Para autor, Maysa viveu sob o signo da transgressão
O flerte com Roberto Carlos, o tórrido caso de amor com o ator argentino Dulio Marzio, a atitude superior de cantar, com o nariz empinado como se fulminasse a platéia com o olhar, todos os fatos, enfim, da vida de Maysa parecem merecer espaço em sua biografia. Como ela própria adorava criar lendas sobre si, Lira Neto cuidou de checar todas as informações. Confira alguns trechos da entrevista que ele concedeu.
Como se interessou por Maysa?
Sempre me interessei por personagens intensos, contraditórios, que não tiveram existências em linha reta. Maysa é um caso assim. Sua vida turbulenta, recheada de altos e baixos, permeada por zonas de luz e de sombra, estava a pedir uma biografia que a revelasse por inteiro. Além de ser uma artista fabulosa, dona de uma sensibilidade e de um talento incomuns, ela viveu sob o signo da transgressão e da ousadia. Foi uma artista que conseguiu, como poucos, unir a vida artística e o cotidiano em uma única dimensão.

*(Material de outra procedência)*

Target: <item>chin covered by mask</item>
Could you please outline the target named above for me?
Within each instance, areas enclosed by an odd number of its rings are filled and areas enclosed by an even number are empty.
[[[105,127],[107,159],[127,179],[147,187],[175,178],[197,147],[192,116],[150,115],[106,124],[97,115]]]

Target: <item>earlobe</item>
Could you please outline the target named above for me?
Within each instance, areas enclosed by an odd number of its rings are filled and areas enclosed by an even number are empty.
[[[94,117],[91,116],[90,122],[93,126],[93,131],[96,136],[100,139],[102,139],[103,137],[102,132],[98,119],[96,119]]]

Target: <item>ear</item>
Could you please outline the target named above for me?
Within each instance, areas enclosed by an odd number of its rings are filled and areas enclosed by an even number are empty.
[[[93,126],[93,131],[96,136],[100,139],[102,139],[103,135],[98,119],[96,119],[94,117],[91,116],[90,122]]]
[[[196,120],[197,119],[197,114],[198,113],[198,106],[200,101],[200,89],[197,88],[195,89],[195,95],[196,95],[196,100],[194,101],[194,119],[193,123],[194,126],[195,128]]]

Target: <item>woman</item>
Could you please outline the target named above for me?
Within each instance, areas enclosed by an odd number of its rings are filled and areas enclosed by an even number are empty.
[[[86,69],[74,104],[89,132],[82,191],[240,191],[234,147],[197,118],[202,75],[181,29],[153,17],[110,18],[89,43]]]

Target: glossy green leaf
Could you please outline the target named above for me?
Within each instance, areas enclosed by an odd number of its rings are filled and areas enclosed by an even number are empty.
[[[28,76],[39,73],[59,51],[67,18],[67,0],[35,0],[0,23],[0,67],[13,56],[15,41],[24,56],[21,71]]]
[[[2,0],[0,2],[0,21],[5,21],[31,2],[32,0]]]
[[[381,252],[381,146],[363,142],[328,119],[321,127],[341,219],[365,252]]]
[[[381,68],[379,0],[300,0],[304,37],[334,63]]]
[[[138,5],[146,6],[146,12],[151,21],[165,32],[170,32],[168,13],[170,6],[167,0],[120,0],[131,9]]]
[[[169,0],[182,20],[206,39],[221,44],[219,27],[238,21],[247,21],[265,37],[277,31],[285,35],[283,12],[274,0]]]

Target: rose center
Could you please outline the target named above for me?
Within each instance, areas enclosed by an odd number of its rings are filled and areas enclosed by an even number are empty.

Qual foi sua principal dificuldade?
Ao contrário dos meus livros anteriores, tive a meu dispor a extrema generosidade da família, que me confiou os ''baús'' deixados por Maysa. Isso incluiu os diários íntimos da cantora - escritos por ela desde os 15 anos até o último ano de sua vida - e uma montanha de recortes de jornais e revistas, do Brasil e do exterior. Ao fim, cataloguei e consultei cerca de 100 mil documentos. Com base nesse material, parti para a fase de entrevistas. A maior dificuldade, sem dúvida, foi reconstituir os muitos anos em que ela viveu fora do Brasil. Mas, com base nos diários, nas matérias de jornal e nas entrevistas feitas na Espanha, Argentina e Estados Unidos, foi possível mapear ano a ano, mês a mês, dia a dia, os passos de Maysa lá fora.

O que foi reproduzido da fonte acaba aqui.